Lesson 7: Generative Models - VAEs and GANs

Introduction

Welcome to Lesson 7! Today, we're diving into the fascinating world of generative models, specifically Variational Autoencoders (VAEs) and Generative Adversarial Networks (GANs). These powerful models can create new data, like images or text, that look just like real data. It's like teaching a computer to be creative!

By the end of this lesson, you'll understand how VAEs and GANs work, and you'll create your own simple image generation model. Don't worry if these concepts seem complex at first - we'll break them down step by step and use simple analogies to explain them.

1. Variational Autoencoders (VAEs)

Imagine you're an artist trying to paint landscapes. Instead of memorizing every tree and cloud, you learn to capture the essence of landscapes - things like colors, shapes, and compositions. This 'essence' is what we call the latent space in VAEs.

A VAE has two main parts:

An encoder that turns input data (like images) into this 'essence' (latent space)
A decoder that turns this 'essence' back into data (like generating new images)
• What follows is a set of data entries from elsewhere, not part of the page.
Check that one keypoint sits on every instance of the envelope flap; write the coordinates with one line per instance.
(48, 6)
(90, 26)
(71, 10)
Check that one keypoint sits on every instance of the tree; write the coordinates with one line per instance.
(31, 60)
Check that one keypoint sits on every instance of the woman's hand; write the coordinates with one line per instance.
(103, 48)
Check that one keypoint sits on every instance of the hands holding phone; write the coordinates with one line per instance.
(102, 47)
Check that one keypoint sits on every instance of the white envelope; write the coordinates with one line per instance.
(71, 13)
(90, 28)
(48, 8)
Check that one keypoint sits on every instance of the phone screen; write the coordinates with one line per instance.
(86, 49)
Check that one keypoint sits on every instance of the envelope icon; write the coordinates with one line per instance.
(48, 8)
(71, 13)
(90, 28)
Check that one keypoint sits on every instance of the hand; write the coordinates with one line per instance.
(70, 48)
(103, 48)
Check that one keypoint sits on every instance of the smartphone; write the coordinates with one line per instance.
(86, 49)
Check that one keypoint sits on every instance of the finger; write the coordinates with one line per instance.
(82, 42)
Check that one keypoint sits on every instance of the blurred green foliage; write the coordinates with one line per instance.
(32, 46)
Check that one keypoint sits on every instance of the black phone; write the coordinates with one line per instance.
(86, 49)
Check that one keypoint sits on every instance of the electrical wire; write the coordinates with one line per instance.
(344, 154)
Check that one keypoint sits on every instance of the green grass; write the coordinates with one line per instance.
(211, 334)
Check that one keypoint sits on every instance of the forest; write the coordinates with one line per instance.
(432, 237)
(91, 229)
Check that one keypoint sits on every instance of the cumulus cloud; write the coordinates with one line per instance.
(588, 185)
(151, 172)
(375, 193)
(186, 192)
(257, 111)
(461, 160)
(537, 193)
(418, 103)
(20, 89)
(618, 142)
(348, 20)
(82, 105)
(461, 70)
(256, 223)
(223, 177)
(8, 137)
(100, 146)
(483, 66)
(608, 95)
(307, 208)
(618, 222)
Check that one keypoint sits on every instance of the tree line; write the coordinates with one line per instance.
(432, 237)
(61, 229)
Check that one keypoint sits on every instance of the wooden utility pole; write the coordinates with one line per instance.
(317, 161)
Here's a simple implementation of a VAE using PyTorch:


import torch
import torch.nn as nn
import torch.nn.functional as F

class VAE(nn.Module):
    def __init__(self, input_dim, hidden_dim, latent_dim):
        super(VAE, self).__init__()
        
        # Encoder
        self.fc1 = nn.Linear(input_dim, hidden_dim)
        self.fc_mu = nn.Linear(hidden_dim, latent_dim)
        self.fc_logvar = nn.Linear(hidden_dim, latent_dim)
        
        # Decoder
        self.fc2 = nn.Linear(latent_dim, hidden_dim)
        self.fc3 = nn.Linear(hidden_dim, input_dim)
    
    def encode(self, x):
        h = F.relu(self.fc1(x))
        return self.fc_mu(h), self.fc_logvar(h)
    
    def reparameterize(self, mu, logvar):
        std = torch.exp(0.5 * logvar)
        eps = torch.randn_like(std)
        return mu + eps * std
    
    def decode(self, z):
        h = F.relu(self.fc2(z))
        return torch.sigmoid(self.fc3(h))
    
    def forward(self, x):
        mu, logvar = self.encode(x.view(-1, 784))
        z = self.reparameterize(mu, logvar)
        return self.decode(z), mu, logvar

# Instantiate and use the VAE
vae = VAE(784, 400, 20)  # For MNIST: 28x28=784 input dim, 400 hidden dim, 20 latent dim
optimizer = torch.optim.Adam(vae.parameters(), lr=1e-3)

# Training loop (simplified)
for epoch in range(100):
    for batch_idx, (data, _) in enumerate(train_loader):
        optimizer.zero_grad()
        recon_batch, mu, logvar = vae(data)
        loss = loss_function(recon_batch, data, mu, logvar)
        loss.backward()
        optimizer.step()

This code defines a VAE that can be trained on image data (like the MNIST dataset of handwritten digits). The encoder compresses the input into a latent space, and the decoder generates new images from this space.

Interactive Visualization: VAE Latent Space

Let's visualize the latent space of a VAE trained on handwritten digits. Each point represents a position in the latent space, and nearby points should generate similar images:

In a real VAE, you could click on any point in this space to generate a new image. The smooth transitions between points allow for interesting interpolations between different digits.

2. Generative Adversarial Networks (GANs)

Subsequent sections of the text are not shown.